Rewind the clock 20 years and walk down a major street in Asia, and you’ll likely see a sign advertising an Internet Cafe. “網吧”, “网吧”, “Kafe Internet”, “PC 뱅”, “อินเทอร์เน็ตคาเฟ่”; these were all signs offering anyone from the everyman to the wayward traveller a chance to connect to the World Wide Web or engage in virtual battle with Zombies, Orcs, or the Protoss.
Fast forward 20 years and the internet is more ubiquitous than ever. While smartphones are in everyone’s pocket, there are so many things you just can’t do on a 6-inch screen. At the same time, gaming is mainstream; ‘Fortnite dances’ and ‘PUBG’ are in the common vernacular. Internet culture has moved from the crude fringes of society to front and center. So surely in Asia, a crowded continent where multi-generational households are the norm, internet cafes must be bigger than ever, right?
Are The Number of Internet Cafes Declining in Asia?
Despite all signs that the internet cafe industry should be alive and well within Asia, the data shows otherwise. Tax data from Taiwan’s Ministry of Finance has the number of internet cafes dropping by over 50% since 2011.
Over in China, it's a decline though not as pronounced: the number of internet cafes continues to trickle downwards, having peaked in 2016 at approximately 150,000 and hitting 138,000 establishments in 2018. Local analysts believe the industry will continue to decline by 4.5% year-over-year.
Down in Singapore, the capital of rich-world Asia, the trend continues: only 11 are currently operating in the city-state of 4.5 million down from 20 a few years ago.
However, in the developing world, this trend towards oblivion starts to slow down. While in Indonesia, the number of internet cafes has declined but stabilized, in contrast, in the Philippines this number has grown substantially in the past decade.
Death by Property Values
Within rich-world Asia, property values have exploded in the past two decades. Parts of the continent have gotten much wealthier due to rapid, now peaked industrialization, and excess capital tends to be parked in real estate or other assets as opposed to stocks. When housing prices increase, that trend also impacts real estate zoned for commercial use.

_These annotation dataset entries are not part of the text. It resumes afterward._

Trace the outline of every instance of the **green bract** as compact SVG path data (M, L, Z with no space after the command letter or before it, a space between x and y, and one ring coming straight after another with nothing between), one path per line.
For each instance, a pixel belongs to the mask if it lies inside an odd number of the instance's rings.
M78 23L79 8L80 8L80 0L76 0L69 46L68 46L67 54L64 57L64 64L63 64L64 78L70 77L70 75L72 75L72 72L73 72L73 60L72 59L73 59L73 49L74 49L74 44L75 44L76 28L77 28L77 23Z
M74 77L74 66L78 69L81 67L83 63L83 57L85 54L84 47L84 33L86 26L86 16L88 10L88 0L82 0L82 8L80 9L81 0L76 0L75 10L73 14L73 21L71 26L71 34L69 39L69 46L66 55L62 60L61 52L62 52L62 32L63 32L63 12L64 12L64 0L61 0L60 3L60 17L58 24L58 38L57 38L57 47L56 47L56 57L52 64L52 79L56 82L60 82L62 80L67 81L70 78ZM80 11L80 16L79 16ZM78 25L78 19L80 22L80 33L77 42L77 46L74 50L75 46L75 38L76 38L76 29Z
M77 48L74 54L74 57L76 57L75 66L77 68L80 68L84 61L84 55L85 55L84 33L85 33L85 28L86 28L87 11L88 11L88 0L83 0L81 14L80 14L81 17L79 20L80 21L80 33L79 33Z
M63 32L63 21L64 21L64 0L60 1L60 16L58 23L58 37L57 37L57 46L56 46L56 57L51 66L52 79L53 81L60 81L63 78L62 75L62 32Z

From 2001 to 2017 in Taipei, the house price index rose by 187% (136% inflation-adjusted).
Around Asia, the trend continues. In China, it’s a 64.56% increase in the past decade; Indonesia is 60%; Thailand 49%.

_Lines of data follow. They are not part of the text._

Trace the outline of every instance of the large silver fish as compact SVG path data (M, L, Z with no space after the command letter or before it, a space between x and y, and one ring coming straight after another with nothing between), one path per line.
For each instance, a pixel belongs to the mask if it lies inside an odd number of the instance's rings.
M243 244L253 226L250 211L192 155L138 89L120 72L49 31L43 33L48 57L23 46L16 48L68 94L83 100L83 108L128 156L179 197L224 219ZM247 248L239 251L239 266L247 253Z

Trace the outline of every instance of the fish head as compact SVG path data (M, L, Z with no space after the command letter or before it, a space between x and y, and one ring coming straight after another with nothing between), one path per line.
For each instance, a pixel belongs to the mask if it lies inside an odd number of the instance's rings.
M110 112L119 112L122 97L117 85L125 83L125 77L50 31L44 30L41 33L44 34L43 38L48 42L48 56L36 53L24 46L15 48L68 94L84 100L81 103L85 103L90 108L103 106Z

All this is happening at a time when average revenues for internet cafes are falling. In 2013, research from Tencent showed that in China internet cafe revenue was dropping fast due to a dwindling customer base and customers spending less per visit. PC penetration had hit its peak in China, and smartphones had matured to the point where they could satisfy most of the needs of users. Plus, labor costs were on the rise further sapping away profit. Fast forward to 2019 and these trends pushing out internet cafes have only continued.
Broadly speaking this rise in property prices is hurting entertainment establishments at large. Given the increase in costs, it's too tough for many low-margin entertainment businesses to make a go of it. Tax data from Taiwan shows that the number of arcades and bars are also on the decline.

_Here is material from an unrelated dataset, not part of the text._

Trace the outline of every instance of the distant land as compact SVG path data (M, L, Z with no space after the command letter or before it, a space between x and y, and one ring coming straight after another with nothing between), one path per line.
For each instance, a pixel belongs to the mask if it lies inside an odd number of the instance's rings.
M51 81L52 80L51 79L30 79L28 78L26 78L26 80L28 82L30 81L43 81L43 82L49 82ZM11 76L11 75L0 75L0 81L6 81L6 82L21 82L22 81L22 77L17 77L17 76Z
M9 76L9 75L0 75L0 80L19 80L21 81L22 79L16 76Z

If internet cafes, arcades, and bars are on the decline in Taiwan (as well as many other parts of Asia), then what's filling the space left vacant?
Landlords are always on the hunt for high-margin businesses to occupy their empty shops, and all the while, claw machine outlets are on the rise in the island nation. While the numbers of other entertainment businesses have dwindled, Taiwan has hit peak claw: there were 6,409 of these registered establishments in 2018 compared to only 1,261 in 2010. These unmanned, 24-hour wonders generated approximately US $25.3 million in tax revenue for the first 10 months of 2017.
The Future of Internet Cafes in Asia
For internet cafes, the future lies in emerging markets within Asia such as the Philippines. While the Philippines is experiencing the start of a property bubble in Manilla, given the inequality in development between Manilla and the rest of the country, this isn’t likely to impact the country writ large for some time. Indonesia is also an emerging market, but it has had this property bubble at an earlier point than the Phillipenes given its mature tourism market and overall economic growth.
Nvidia (NASDAQ:NVDA) has taken notice of this market, and is investing in a big way by sponsoring internet cafes through its GeForce iCafe program. Given incomes in the country, high-end PCs are unaffordable right now for many and this sponsorship is a good way to evangelize the product and build brand awareness. This is a long-term play as incomes rise.
But eventually, the Philippines and other emerging markets, like the rest of the region, will experience the same trends and internet cafes will need to fight for their survival or simply fade away.